Definitions


Although the term "aggregate supply" is often used, we want to avoid confusing the macroeconomic relationship with supply in microeconomics, which is quite different. To keep things separate, we will use a somewhat different terminology. Recall the definitions of the Friedman Curve and the Pigou Curve from an earlier chapter:

Pigou Curve
The Pigou Curve is a curve that shows the relationship between the price level and the GDP, showing each respective price level and the quantity of goods and services that people want to buy.
It is downward sloping.
It is also sometimes called the "Aggregate Demand" curve.
Friedman Curve
The Friedman Curve is a curve that shows the relationship between the price level and the GDP, showing each respective price level and the real GDP that businessmen are willing to sell at that price level.
It is upward sloping.
It is also sometimes called the "Short Run Aggregate Supply" curve.
Equilibrium
The "equilibrium" is the intersection of the Pigou Curve and the Friedman Curve, that is, the price level high enough that the RGDP that businessmen want to sell is the same as the RGDP that customers want to buy.
In this chapter we will take the Pigou Curve as given and look into the Friedman Curve in more detail.

As we see, the Friedman Curve is a relationship between the price level and the RGDP that businessmen want to sell.
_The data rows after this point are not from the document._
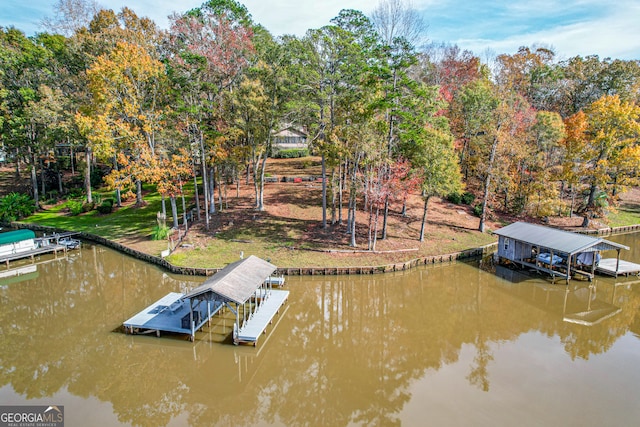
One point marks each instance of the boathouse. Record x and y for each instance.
(246, 288)
(555, 252)
(17, 241)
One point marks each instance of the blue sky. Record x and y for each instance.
(570, 27)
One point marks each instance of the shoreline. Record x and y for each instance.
(309, 271)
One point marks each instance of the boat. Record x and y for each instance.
(69, 243)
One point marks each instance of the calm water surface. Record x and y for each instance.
(451, 345)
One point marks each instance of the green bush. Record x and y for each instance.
(455, 198)
(291, 153)
(160, 232)
(14, 206)
(88, 207)
(75, 207)
(106, 206)
(468, 198)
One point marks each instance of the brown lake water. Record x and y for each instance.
(449, 345)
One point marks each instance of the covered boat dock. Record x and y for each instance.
(246, 288)
(555, 252)
(173, 313)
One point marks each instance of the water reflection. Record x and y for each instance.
(348, 350)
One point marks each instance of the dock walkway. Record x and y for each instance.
(171, 314)
(259, 321)
(608, 266)
(32, 253)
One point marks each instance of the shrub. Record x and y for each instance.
(468, 198)
(455, 198)
(88, 207)
(106, 206)
(160, 232)
(75, 207)
(14, 206)
(76, 192)
(291, 153)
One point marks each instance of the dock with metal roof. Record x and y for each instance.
(555, 252)
(245, 287)
(617, 267)
(173, 313)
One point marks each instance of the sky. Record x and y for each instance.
(569, 27)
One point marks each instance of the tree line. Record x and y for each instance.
(388, 116)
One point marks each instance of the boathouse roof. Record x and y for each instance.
(16, 236)
(238, 281)
(557, 240)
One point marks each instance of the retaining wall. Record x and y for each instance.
(310, 271)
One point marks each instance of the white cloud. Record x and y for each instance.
(616, 35)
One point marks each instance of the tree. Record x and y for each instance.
(209, 49)
(613, 129)
(70, 16)
(127, 111)
(398, 19)
(426, 141)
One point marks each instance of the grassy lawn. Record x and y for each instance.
(288, 232)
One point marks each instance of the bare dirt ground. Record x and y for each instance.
(292, 218)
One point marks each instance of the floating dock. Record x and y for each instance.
(245, 287)
(617, 267)
(258, 321)
(172, 313)
(32, 253)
There are two ways the relationship can be interpreted. "New Classical" economists (including Milton Friedman, from whom we get the idea) would interpret it this way: for any given price level, it tells us how much real GDP businessmen will find it profitable to sell. Some "New Keynesians" would say that, for any given RGPD, it tells us how much businessmen would charge for that output. The "New Classical" version assumes that businessmen act, on the whole, as if markets were very highly competitive and they have little control over price. But some of the "New Keynesians" are pretty skeptical about that, feeling that businessmen mostly can and do set their prices.

For our purposes, it's not going to make much difference. Our idea is that the definition of the Friedman Curve will work equally well regardless whether businessmen set prices or respond to them (or a little of both).